First, of course, I did speak again to Assistant City Attorney Don McGrath. I asked what he thought of the clause in the engagement letter and if the city would start to again see invoices from Willkie Farr.
“It doesn’t bother me, if that’s your question,” McGrath said.
He said that he anticipated dealing with this clause at some point in the many hearings and documents that this case will produce.
McGrath said the clause is pointless.
“You can’t indemnify yourself against negligence before you commit it,” he said. “Otherwise, there’d be no lawsuits. You can’t contract yourself out of negligence that may occur.”
But does the clause in the Willkie Farr engagement letter attempt to do that?

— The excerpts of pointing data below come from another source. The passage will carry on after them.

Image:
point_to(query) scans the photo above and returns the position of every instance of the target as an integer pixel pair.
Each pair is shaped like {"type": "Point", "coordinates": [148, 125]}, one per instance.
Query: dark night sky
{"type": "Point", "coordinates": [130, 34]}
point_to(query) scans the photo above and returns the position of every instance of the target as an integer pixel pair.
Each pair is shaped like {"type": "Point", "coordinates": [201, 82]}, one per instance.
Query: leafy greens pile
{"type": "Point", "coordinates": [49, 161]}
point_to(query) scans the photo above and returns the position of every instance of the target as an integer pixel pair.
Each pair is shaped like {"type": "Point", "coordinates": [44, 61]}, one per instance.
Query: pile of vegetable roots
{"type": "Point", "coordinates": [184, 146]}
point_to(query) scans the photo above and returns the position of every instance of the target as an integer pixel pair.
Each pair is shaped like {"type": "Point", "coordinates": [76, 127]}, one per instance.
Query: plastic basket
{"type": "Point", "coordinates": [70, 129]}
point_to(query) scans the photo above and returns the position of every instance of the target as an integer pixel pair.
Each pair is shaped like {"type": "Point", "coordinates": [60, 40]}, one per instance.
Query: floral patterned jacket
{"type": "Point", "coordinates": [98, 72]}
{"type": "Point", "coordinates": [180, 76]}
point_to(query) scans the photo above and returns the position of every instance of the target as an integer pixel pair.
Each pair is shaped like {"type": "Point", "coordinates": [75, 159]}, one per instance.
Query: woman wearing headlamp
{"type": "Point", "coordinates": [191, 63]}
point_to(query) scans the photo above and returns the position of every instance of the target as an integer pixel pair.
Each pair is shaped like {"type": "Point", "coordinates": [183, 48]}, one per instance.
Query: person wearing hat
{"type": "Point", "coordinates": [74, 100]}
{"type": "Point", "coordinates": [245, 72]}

It says the city has to pay until the negligence is proven.
Here was another interpretation from a lawyer who is often supportive of Aguirre.
While I’ve seen only what you’ve provided, I doubt that the indemnity provision hurts Aguirre in any way. “Indemnity provisions” provide protection against third-party claims. “Releases” and “waivers” provide protection against first-party claims (like the one the city is making). Furthermore, lawyers may not limit their liability for injuries to clients in advance—that is, through releases and waivers prior to the existence of a claim.
OK, that seemed a little more clear. Now for the other side.
Here’s a lawyer’s take. He’s not so supportive of Aguirre usually:
The way I read this clause, is that “until” a final adjudication (this would presumably be a court judgment and a successful appeal) that the actions WF&G were either negligent, tortuous or beyond the scope of the engagement, the City is on the hook for all legal fees and costs and must indemnify WF&G.
So, what this appears to mean is that if the City is going to sue WF&G, they must take a huge financial risk and hope that they are ultimately successful in court on one of the three mentioned grounds. If not it appears they eat all the costs. It also appears that the City would be required to pay the legal bills along the way until they were successful. Mind boggling.
I’ll let a judge try to figure it out, I suppose.
Finally, McGrath made one other point related to my previous post. I had wondered why the city attorney ever sought out authorization from the City Council for some of his legal pursuits. After all, doing that only part of the time just seemed to bolster the idea that he has to do it all the time.
McGrath didn’t necessarily touch on that point, but he explained that he had to take the suit against Willkie Farr to the City Council but only so that the body could approve the contingency contract that the city wants to do with outside attorney Bryan Vess, who will pursue the case.
“That’s the only reason to go: to get Vess’ contract approved,” McGrath said.
So that brings up the final oddity: The city attorney already announced that Vess’ was on the case.
From Aguirre’s news release the other day:
The civil litigation is being prosecuted on a contingent fee basis on behalf of the City by private attorney Bryan C. Vess, who has advanced the costs of the lawsuit.
If the City Council hasn’t approved his contract, is it a bit preliminary for that?